Corpus-based tools

In addition to the "manual" approach mentioned, various corpus-based techniques are also used in compiling the dictionary. The "corpus" in this case consists of a body of Spanish and English texts taken from the Internet, from a variety of sources. Sources are generally chosen from sites that offer RSS feeds (and the texts taken via those feeds), and where those feeds are broadly categorised thematically1. Note that in practice, this does of course give a bias to the material: sites offering regular high-quality feeds tend to be on-line newspapers and magazines.

The raw HTML files downloaded from the Internet first require quite an aggressive "cleanup" to remove unwanted tags, and to differentiate between useful text and unuseful text such as copyright messages, menus etc.

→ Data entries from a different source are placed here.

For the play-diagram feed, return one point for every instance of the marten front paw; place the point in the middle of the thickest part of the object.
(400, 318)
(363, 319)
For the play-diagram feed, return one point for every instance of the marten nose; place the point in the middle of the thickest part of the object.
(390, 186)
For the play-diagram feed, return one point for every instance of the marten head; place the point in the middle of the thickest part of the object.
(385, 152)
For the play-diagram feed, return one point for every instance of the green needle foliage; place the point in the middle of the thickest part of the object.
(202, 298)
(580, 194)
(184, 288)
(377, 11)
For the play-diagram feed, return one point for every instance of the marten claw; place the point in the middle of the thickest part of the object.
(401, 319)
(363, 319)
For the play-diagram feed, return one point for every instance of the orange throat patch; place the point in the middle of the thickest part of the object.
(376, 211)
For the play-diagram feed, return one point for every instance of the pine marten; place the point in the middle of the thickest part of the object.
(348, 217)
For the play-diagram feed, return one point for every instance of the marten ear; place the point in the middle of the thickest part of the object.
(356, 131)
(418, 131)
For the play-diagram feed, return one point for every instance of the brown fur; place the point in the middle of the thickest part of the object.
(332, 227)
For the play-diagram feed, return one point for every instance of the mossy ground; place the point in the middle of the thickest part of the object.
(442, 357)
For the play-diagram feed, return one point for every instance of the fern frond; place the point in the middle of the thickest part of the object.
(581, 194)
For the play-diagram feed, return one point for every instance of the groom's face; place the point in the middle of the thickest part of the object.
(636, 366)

Some HTML tags which make some linguistic sense (e.g. title tags and header) are actually used in parsing and categorising the texts. A fairly "shallow" parsing process is applied to the cleaned-up text with the purpose of reducing declined forms (e.g. plurals, conjugated verbs) to their base form. From this body of material, we can then perform various tasks. (Custom-written software is used for this process.)

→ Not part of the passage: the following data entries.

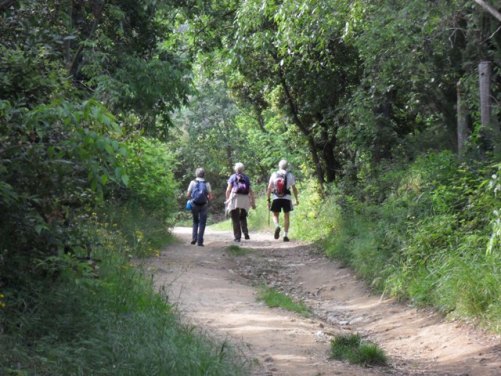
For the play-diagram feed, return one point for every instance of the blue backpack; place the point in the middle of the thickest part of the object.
(241, 184)
(199, 193)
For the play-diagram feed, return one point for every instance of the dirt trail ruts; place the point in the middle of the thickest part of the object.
(216, 291)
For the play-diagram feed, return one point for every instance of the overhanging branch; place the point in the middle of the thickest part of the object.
(493, 11)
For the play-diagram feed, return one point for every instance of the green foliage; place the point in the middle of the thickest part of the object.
(151, 183)
(423, 233)
(352, 348)
(274, 299)
(104, 318)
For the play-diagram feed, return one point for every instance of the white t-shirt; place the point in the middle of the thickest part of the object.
(291, 180)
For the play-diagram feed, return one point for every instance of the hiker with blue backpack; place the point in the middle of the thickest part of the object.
(239, 198)
(280, 185)
(199, 194)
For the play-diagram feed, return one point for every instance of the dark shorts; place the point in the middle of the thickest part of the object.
(281, 203)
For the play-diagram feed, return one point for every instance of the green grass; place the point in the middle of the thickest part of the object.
(353, 349)
(104, 319)
(275, 299)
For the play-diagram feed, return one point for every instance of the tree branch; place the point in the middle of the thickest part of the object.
(493, 11)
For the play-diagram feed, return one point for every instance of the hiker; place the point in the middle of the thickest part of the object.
(199, 193)
(239, 197)
(280, 185)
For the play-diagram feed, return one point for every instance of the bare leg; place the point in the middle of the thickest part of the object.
(286, 222)
(275, 218)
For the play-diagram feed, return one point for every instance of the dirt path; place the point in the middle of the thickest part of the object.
(217, 292)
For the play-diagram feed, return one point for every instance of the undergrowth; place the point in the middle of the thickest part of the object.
(103, 317)
(353, 349)
(429, 233)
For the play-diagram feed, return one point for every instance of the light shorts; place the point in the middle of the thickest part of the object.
(280, 204)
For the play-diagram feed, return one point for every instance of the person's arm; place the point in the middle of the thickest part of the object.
(252, 199)
(268, 192)
(228, 191)
(210, 196)
(294, 190)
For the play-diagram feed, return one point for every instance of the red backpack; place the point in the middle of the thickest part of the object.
(280, 184)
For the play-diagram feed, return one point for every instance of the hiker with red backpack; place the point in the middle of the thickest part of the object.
(239, 198)
(280, 185)
(199, 194)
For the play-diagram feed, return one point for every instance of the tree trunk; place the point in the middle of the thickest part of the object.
(462, 124)
(484, 71)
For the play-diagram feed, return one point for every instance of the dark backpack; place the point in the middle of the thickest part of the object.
(199, 193)
(241, 184)
(280, 184)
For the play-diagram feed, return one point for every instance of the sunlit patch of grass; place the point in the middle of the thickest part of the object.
(274, 299)
(353, 349)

Based on this project's sister French-English dictionary, a similar process to the last point is also performed but taking the English translation of the French cognate of a given Spanish word2. This helps to find translations for words where the most appropriate English translation isn't always the cognate. In some cases where the relationship between a French and Spanish cognate pair is no longer very obvious from the orthography, such pairings have actually been marked up "by hand" in the Spanish dictionary data.

Dictionary reversal

The dictionary is generally compiled in the direction Spanish-English. Most of the English-Spanish entries are actually generated by a computer program that "reverses" the Spanish-English entries. This obviously more or less halves the amount of effort required to compile the dictionary, and also avoids certain inconsistencies that can creep in when both halves of a bilingual dictionary are hand-compiled (e.g. a particular expression is included in only one side of the dictionary). Special markers are added in some cases to the Spanish-English entries to help the reverser. For example, "index" markers are added to the English translations of Spanish examples where it is otherwise difficult for the reverser to guess which entries to include the given examples in.

Of course, this automatic reversing process still works best for certain entries. It doesn't work very well for certain key, often functional, words such as articles which require more of a textual explanation in their entry than example phrases. So some entries of the English-Spanish side are actually hand-compiled.